Theseus. Take time to pause; and, by the nest new moon—
The sealing-day betwixt my love and me,
For everlasting bond of fellowship—
Upon that day either prepare to die
For disobedience to your father's will,
Or else to wed Demetrius, as he would;
Or on Diana's altar to protest
For aye austerity and single life.

Demetrius. Relent, sweet Hermia: and, Lysander, yield
Thy crazed title to my certain right.


2

II,1,563

(stage directions). [Enter DEMETRIUS, HELENA, following him]

Demetrius. I love thee not, therefore pursue me not.
Where is Lysander and fair Hermia?
The one I'll slay, the other slayeth me.
Thou told'st me they were stolen unto this wood;
And here am I, and wode within this wood,
Because I cannot meet my Hermia.
Hence, get thee gone, and follow me no more.


3

II,1,574

Helena. You draw me, you hard-hearted adamant;
But yet you draw not iron, for my heart
Is true as steel: leave you your power to draw,
And I shall have no power to follow you.

Demetrius. Do I entice you? do I speak you fair?
Or, rather, do I not in plainest truth
Tell you, I do not, nor I cannot love you?


4

II,1,586

Helena. And even for that do I love you the more.
I am your spaniel; and, Demetrius,
The more you beat me, I will fawn on you:
Use me but as your spaniel, spurn me, strike me,
Neglect me, lose me; only give me leave,
Unworthy as I am, to follow you.
What worser place can I beg in your love,—
And yet a place of high respect with me,—
Than to be used as you use your dog?

Demetrius. Tempt not too much the hatred of my spirit;
For I am sick when I do look on thee.


5

II,1,589

Helena. And I am sick when I look not on you.

Demetrius. You do impeach your modesty too much,
To leave the city and commit yourself
Into the hands of one that loves you not;
To trust the opportunity of night
And the ill counsel of a desert place
With the rich worth of your virginity.


6

II,1,602

Helena. Your virtue is my privilege: for that
It is not night when I do see your face,
Therefore I think I am not in the night;
Nor doth this wood lack worlds of company,
For you in my respect are all the world:
Then how can it be said I am alone,
When all the world is here to look on me?

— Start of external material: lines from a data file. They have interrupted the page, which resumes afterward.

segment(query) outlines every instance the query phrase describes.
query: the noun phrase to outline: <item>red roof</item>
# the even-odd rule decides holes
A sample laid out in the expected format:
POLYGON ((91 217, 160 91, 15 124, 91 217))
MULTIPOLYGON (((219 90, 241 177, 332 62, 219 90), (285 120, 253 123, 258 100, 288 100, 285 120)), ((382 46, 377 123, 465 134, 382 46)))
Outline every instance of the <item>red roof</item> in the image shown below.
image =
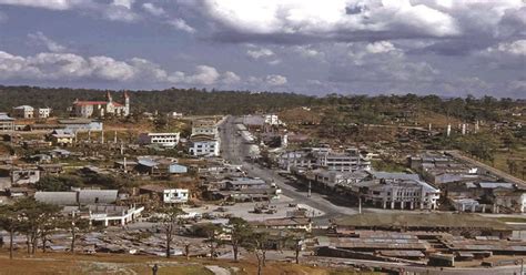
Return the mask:
POLYGON ((77 101, 74 102, 75 105, 105 105, 108 102, 105 101, 77 101))
MULTIPOLYGON (((107 105, 107 101, 77 101, 74 102, 75 105, 83 106, 83 105, 107 105)), ((113 102, 115 106, 124 106, 121 103, 113 102)))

Demetrius. I'll run from thee and hide me in the brakes,
And leave thee to the mercy of wild beasts.


7

II,1,610

Helena. The wildest hath not such a heart as you.
Run when you will, the story shall be changed:
Apollo flies, and Daphne holds the chase;
The dove pursues the griffin; the mild hind
Makes speed to catch the tiger; bootless speed,
When cowardice pursues and valour flies.

Demetrius. I will not stay thy questions; let me go:
Or, if thou follow me, do not believe
But I shall do thee mischief in the wood.


8

II,2,743

Helena. Stay, though thou kill me, sweet Demetrius.

Demetrius. I charge thee, hence, and do not haunt me thus.


9

II,2,745

Helena. O, wilt thou darkling leave me? do not so.

Demetrius. Stay, on thy peril: I alone will go.


10

III,2,1076

Puck. This is the woman, but not this the man.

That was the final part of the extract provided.